Miejscowa drużyna rozgrywała spotkanie w najwyższej klasie rozgrywkowej w Walii. Port Talbot jest miastem przemysłowym i liczy 35 tysięcy mieszkańców, zaś z ciekawostek można podać, że urodził się tam słynny aktor Anthony Hopkins. Reprezentantem piłkarskim jest drużyna Port Talbot Town, ze stadionem mogącym pomieścić, według oficjalnych danych, 6 tysięcy osób. Pierwsza myśl wskazywała porównanie z polską Łęczną, z podobną liczbą mieszkańców i pojemnością stadionu.

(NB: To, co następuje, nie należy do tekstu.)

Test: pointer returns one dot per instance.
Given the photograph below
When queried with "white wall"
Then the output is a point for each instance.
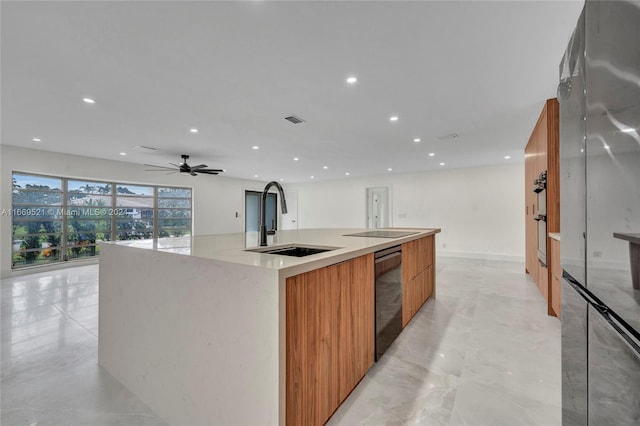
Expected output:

W ponad stuletniej historii klub uczestniczył raz w rozgrywkach europejskich w 2010 roku, gdzie w eliminacjach Ligi Europy przegrał z fińskim TPS Turku. Piłkarzem-legendą jest Matthew Rees, przywdziewający koszulkę reprezentacyjną Walii 3 razy, tyle, że nie w pierwszej drużynie tylko under-21. Oprócz tego pierwsze wrażenie było takie, że mecz ligowy wzbudzi duże zainteresowanie miejscowych kibiców, którzy gromadnie udadzą się w piątkowy wieczór posmakować rywalizacji na najwyższym walijskim poziomie. Dojechaliśmy na miejsce w trakcie pierwszej połowy i obawialiśmy się braku miejsc parkingowych. Jednak nasze wątpliwości okazały się płonne i udało nam się zostawić auto dosłownie przy bramie wjazdowej na obiekt. Kolejnym zaskoczeniem był brak ochrony przy kasach biletowych i dość nieliczna obsada sił porządkowych wokół stadionu. Widocznie nie dochodzi tam zbytnio do zakłócania spokoju przez kibiców.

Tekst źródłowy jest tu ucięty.